Wednesday, March 2, 2011

A Sociology of Decentralization

Even though many things have been centralized in modern societies during recent decades and centuries—tax-collecting, census-taking, customs and border patrolling, policing—other things remain decentralized. An anarchist-sociology would note these elements and raise-up their enduring importance. As Mildred Loomis (2005) explains:
Decentralization is not turning back the clock. Through decentralization, independence would replace dependency; honesty and justice would replace delinquency. Health would prevent disease and degeneracy; creative work and folk art would replace decadent and inhuman activities. For these desired ends, Decentralization would organize production, control, ownership, government, communication, education, and population in smaller, more human units. (pp. 23-24)

Thus, decentralization refers to the social relationships and organization lacking a a centralized mechanism, structure, or authority, while not precluding coordination, cooperation, or communication. In fact, many people like smaller things, such as being able to talk with individuals, and tend to identify with their local areas, immediate surroundings, and lived situations. The desire for an immediate connection to others—not one mediated by large, impersonal institutions—is a very real one. Decentralization is not simply a means of facilitating a more thoroughly lived life, but also an avenue to being more democratic and participatory. As Robert Michels (1958) argued, centralization and largesse causes problems of leadership consolidation and elitism within organizations, thus stunting the potential for rank-and-file democracy.

If humans live in scaled-back, local communities, trust is likely to develop in people living elsewhere. Others are apt act in ways roughly similar to one's own community. If larger structures of coordination seem to be required between locales, they can connect via horizontal federation. Thus, it is possible to create a complex society, based around direct democracy, local control, and larger-scale coordination, all without resorting to authoritarian leadership or bureaucracy.

These sorts of phenomena—decentralized groupings and federation structures—exist throughout society, from computer networks like the Internet to collections of friends and neighborhood groups. All sorts of organizations have chosen to federate with each other, as shown by the massive networking between individuals and organizations that compose modern social movements. The study of social networks has been exploding within sociology, hinting at the extraordinary ways in which most people interact with each other in largely—although not completely—horizontal patterns. Decentralization can be witnessed in the protest strategies regularly employed by anarchists at demonstrations: autonomous affinity groups that work separately within the larger protest event, all pursuing their own independent goals and objectives, but often coordinating actions between affinity groups through horizontally-organized spokesperson councils.

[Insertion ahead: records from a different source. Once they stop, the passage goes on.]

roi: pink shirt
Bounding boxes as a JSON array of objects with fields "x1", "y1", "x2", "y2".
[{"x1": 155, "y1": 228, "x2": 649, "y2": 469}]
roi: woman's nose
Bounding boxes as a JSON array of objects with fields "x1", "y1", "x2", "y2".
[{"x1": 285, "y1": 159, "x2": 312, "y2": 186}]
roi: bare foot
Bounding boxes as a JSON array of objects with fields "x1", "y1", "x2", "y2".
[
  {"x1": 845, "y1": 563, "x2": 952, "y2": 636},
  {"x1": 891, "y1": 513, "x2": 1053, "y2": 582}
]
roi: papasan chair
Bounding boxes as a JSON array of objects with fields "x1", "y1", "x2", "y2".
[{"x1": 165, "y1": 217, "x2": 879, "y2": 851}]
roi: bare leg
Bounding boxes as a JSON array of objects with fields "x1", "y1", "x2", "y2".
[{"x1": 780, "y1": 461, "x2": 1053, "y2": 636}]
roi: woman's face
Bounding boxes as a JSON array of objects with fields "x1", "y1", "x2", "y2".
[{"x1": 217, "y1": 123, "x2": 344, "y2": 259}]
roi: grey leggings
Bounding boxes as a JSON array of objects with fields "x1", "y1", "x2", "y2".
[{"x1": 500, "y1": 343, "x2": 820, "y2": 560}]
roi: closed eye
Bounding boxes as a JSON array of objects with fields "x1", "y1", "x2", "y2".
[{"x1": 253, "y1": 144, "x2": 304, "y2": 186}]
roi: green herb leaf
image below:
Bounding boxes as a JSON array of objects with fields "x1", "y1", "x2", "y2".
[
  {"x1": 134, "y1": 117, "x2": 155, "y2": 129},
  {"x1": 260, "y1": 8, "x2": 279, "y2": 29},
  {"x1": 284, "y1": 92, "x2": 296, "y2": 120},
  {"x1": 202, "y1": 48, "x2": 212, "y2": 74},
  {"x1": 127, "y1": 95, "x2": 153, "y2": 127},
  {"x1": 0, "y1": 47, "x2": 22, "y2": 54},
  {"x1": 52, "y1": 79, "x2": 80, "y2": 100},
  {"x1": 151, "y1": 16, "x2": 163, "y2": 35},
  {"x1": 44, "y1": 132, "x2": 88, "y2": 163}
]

To practice a sociology of decentralization would require the placement of sociologists in all sorts of places in society—not just clustering them within universities and government agencies. Social movement organizations, community groups, and neighborhoods ought to have their own sociologists who help people to understand their social environments. Or, more radically, all could learn to think more sociologically and to exercise their anarchist imaginations. The means by which people share such sociological analysis ought to simulate a network-style approach modeled upon principles of horizontalism and decentralization—no one able to tell others what information they may or may not have. In other words, it is important to put knowledge and the power to use that knowledge in the hands of anyone and everyone, regardless of one's ability to pay for or monopolize it.

References

Loomis, Mildred J. 2005. Decentralization: Where It Came From, Where Is It Going? Montreal: Black Rose Books.

Michels, Robert. 1958. Political Parties: A Sociological Study of the Oligarchical Tendencies of Modern Democracy. Glencoe, IL: Free Press.